A Boston Redsox outfielder said that MLB told his team struggling with COVID-19 to treat symptoms, instead of testing

The Boston Redsox have nine players who have tested positive with coronavirus.

When questioned about the situation on WEEI’s Merloni & Fauria show, Refroe said the league had instructed the team to stop testing for the virus.

“MLB basically told us to stop the testing and just treat the symptoms,” Renfroe said.

“We’re like ‘No. We’re gonna figure out what’s going on and try to keep this thing under control.'”

When the bewildered host asked Renfroe to confirm if Major League Baseball had asked the team to stop testing, he confirmed “yes”.

Major League Baseball quickly released a statement to Julian McWilliams of the Boston Globe saying Renfroe’s claim was incorrect.

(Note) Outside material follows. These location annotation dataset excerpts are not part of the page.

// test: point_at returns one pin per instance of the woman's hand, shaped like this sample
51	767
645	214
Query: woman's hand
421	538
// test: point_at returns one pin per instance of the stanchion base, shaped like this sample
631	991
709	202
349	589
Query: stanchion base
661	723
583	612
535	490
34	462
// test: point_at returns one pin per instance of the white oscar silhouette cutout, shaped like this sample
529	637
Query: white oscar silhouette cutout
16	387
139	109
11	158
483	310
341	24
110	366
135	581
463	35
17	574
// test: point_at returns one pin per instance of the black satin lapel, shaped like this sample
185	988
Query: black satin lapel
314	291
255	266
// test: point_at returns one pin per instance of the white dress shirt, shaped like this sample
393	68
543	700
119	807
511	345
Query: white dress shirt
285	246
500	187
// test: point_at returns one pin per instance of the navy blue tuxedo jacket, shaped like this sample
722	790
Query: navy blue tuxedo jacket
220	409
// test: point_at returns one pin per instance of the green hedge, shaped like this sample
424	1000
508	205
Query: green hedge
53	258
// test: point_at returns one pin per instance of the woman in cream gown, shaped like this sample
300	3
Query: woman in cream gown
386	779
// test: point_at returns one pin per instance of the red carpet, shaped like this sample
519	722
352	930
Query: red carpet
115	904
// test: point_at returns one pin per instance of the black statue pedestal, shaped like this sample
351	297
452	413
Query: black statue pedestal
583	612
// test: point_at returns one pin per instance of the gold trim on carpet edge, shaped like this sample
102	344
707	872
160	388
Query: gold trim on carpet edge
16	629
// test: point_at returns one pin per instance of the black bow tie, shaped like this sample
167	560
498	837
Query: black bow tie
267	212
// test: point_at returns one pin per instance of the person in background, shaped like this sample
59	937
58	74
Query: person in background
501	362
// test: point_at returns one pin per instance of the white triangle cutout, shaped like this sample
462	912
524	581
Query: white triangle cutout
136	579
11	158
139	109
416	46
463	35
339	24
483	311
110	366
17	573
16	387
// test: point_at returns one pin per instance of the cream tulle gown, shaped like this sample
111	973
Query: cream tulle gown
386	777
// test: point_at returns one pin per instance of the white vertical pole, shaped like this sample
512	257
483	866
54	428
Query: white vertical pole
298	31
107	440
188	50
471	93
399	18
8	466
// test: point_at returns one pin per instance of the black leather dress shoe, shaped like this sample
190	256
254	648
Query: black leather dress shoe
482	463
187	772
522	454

“He (Renfroe) is completely wrong and inaccurate.” the statement said.

The Red Sox are currently missing shortstop Xander Bogart, starters Nick Pivetta and Martin Perez, outfielder Jarren Duran, and closer Matt Barnes because of the outbreak.

The Redsox have released a statement saying they have followed league COVID restrictions, and will continue to test. The team is currently under the 85% vaccinated threshold to ease restrictions imposed by the league.